The Studying in Study Abroad

Studying abroad for a semester is similar to freshman year, with orientation, making new friends, establishing a new routine, and adjusting to a new way of learning. Academics is one of the reasons I decided to go to Stockholm specifically, because DIS offered me classes for both of my majors that I could not get back home at Wofford.

The DIS Way

One of the first things you realize about DIS is that they take academics VERY seriously. The attendance policy is very strict and the students are expected to be on top of their schoolwork. The class sizes are similar to Wofford, my biggest class only has 20 students. The professors are also very friendly and try to get to know their students, similar to many professors back home! Fun fact: in Sweden, you call your professors by their first name in school!

Something unique about DIS is that the program includes two travel trips with your core class to another city and country. For my core course, Forensic Psychology, we went to the city of Gothenburg for three days on our short study tour to visit institutions that worked with recidivism and crime in Sweden. For our long study tour, we went to Edinburgh, Scotland for six days to go to organizations that work with the justice system and rehabilitating victims. We had the opportunity to hear a chief detective from the Edinburgh police share one of his tough murder cases and made us think of how to solve it. My favorite organization we visited focused on changing attitudes about the criminal justice system and opening new options for rehabilitation beyond imprisonment. This hands on way of learning as a class gives us first hand experience from police officers and workers in many different organizations.
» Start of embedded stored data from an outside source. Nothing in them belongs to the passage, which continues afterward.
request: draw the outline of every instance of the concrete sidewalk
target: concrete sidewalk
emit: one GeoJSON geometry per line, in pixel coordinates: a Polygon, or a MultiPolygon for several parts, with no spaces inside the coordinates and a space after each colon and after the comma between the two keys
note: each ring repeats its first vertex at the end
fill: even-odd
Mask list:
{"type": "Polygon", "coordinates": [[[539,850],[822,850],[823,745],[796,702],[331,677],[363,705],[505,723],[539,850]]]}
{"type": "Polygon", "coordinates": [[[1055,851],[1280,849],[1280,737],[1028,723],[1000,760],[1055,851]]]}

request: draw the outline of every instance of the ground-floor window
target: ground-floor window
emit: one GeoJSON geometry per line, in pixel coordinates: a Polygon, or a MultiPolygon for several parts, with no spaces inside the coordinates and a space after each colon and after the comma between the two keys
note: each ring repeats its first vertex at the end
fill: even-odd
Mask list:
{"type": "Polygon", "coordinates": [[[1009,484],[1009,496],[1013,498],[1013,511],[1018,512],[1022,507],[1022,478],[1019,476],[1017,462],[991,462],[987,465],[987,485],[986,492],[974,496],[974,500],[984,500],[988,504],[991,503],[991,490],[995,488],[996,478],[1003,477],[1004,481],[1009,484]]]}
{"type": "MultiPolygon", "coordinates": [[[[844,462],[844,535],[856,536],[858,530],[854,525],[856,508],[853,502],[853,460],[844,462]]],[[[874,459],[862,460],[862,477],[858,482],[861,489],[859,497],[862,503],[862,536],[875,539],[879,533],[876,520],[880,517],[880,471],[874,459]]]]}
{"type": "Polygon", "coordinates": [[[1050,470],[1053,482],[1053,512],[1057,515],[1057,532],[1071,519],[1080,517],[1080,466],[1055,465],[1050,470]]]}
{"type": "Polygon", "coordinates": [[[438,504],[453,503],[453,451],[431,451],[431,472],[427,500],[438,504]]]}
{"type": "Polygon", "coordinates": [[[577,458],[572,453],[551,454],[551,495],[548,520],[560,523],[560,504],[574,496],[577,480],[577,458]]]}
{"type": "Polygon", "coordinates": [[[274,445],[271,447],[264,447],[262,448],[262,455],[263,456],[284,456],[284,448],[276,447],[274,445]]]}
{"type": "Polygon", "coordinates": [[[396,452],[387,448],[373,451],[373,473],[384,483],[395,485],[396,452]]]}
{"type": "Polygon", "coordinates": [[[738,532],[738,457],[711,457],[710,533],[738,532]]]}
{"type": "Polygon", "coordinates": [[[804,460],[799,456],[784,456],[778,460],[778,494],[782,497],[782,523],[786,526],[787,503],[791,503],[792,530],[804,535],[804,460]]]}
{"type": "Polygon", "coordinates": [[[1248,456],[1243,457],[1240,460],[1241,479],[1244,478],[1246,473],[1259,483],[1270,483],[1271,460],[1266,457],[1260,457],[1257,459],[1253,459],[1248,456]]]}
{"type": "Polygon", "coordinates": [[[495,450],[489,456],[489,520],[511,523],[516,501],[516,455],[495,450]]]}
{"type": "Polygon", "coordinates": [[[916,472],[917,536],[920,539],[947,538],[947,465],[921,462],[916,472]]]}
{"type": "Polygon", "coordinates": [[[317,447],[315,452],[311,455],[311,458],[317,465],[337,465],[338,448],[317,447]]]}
Me with some girls from my Core Course exploring the botanical gardens in Gothenburg!
My core course in front of the Edinburgh Police Station!

Academics

As a Psychology and Anthropology/Sociology major, I am able to take classes that fulfills credits for both my majors in Stockholm! Forensic Psych is not offered at Wofford, so I was excited to get a chance to take this class in general, and it also counts as an elective towards my Psych major. Swedish Politics and Glued to the Screen are counted as sociology credits. I also had room to take two classes for fun that only count as hours towards graduation, so I picked Psych of Loneliness, which is a very interesting class, and the Vikings since I’m in Scandinavia! DIS offers classes in many topics, so it was fun to pick classes outside my major as well.

My schedule at DIS!

Classes at DIS only happen on Monday, Tuesday, Thursday, and Friday. Wednesdays are free, because each class has two field studies that happen on random Wednesdays throughout the semester. On these field studies, we go to museums, schools, or programs that are related to what we are learning in class. If a class doesn’t have a field study, then it is just a free day to explore or catch up on homework! It has been nice having class only four days a week, and it will be an adjustment to go back to having classes five days a week back home.

The Work Load

Coming from Wofford, I was used to studying and reading a lot to prepare for classes, and at DIS, reading also makes up most of my schoolwork. One big change is that all my classes require reading and class participation, and at Wofford, I only had a few classes like that. It was hard at first to juggle all the readings for all my different classes, but I think I am on top of things this far into the semester!